# Got myself a 2000 Nissan SE



## NissanSE00 (Mar 17, 2004)

What are the best mods for under 200 bucks :newbie: :cheers:


----------



## Blank (Aug 21, 2003)

...ummm, okay... 200 frontier SE, 2000 pathfinder se? 2000 xterra se sooo altima se 2000 maxima se 2000 senra se? why dont you go ahead and narrow that down for me mmmkay!!!


----------



## NissanSE00 (Mar 17, 2004)

Sorry about that, 2000 Sentra SE, Thanks for the welcome  :cheers:


----------



## Silvspec86 (Apr 4, 2003)

lol....ummm try cold air intake for starters...then move on to anything for the SR20DE...well execept exhaust...other than that, you got alot of choices.


----------



## Mr SEntra (Oct 7, 2002)

NissanSE00 said:


> What are the best mods for under 200 bucks :newbie: :cheers:


Welcome to the boards!
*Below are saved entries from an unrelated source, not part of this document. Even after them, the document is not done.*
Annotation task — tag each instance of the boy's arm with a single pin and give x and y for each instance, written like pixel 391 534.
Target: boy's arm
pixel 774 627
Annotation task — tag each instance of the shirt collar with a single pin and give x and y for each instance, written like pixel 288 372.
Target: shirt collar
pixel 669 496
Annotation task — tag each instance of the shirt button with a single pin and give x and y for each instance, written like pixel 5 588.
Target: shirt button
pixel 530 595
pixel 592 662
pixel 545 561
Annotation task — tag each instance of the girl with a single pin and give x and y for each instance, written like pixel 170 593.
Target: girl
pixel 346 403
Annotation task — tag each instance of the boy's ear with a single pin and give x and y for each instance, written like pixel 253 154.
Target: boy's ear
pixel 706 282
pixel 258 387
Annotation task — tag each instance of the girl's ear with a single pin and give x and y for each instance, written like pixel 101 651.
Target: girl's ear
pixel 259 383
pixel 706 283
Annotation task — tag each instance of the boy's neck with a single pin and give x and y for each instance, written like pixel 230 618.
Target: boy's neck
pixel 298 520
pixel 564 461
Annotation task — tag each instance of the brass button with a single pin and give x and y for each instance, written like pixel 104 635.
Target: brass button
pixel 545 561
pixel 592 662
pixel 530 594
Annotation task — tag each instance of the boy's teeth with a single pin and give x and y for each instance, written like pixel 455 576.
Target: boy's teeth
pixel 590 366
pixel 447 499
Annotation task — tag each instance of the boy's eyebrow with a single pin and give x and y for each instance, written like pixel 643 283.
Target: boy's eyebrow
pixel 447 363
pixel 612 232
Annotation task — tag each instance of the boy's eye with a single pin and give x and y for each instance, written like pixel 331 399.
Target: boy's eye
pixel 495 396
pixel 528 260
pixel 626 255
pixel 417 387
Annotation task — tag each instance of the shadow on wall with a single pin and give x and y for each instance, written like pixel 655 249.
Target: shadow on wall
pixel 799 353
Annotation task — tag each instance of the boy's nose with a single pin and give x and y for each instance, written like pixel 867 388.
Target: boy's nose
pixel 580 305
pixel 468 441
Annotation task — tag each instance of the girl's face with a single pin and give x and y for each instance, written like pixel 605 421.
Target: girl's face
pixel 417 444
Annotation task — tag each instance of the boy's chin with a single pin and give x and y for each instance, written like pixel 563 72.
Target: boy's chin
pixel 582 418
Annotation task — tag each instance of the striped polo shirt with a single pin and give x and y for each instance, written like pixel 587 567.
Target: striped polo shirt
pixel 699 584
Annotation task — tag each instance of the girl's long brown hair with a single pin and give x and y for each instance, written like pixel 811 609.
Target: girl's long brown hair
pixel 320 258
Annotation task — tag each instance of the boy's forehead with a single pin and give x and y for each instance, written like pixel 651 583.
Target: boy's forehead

Are you going for performance? I would hook up with a cold air intake, Injen(can't remember if they make an application for the B15 SE) Place Racing, HS or AEM. I recommend Place Racing since I had it on the car for over 3 years with great results.  These intakes might run you a bit over 200 brand new.


----------



## Charles J. White (May 15, 2009)

I too own a 2001 SE. Looking for cold air as well, can't find one. Can anyone help?


----------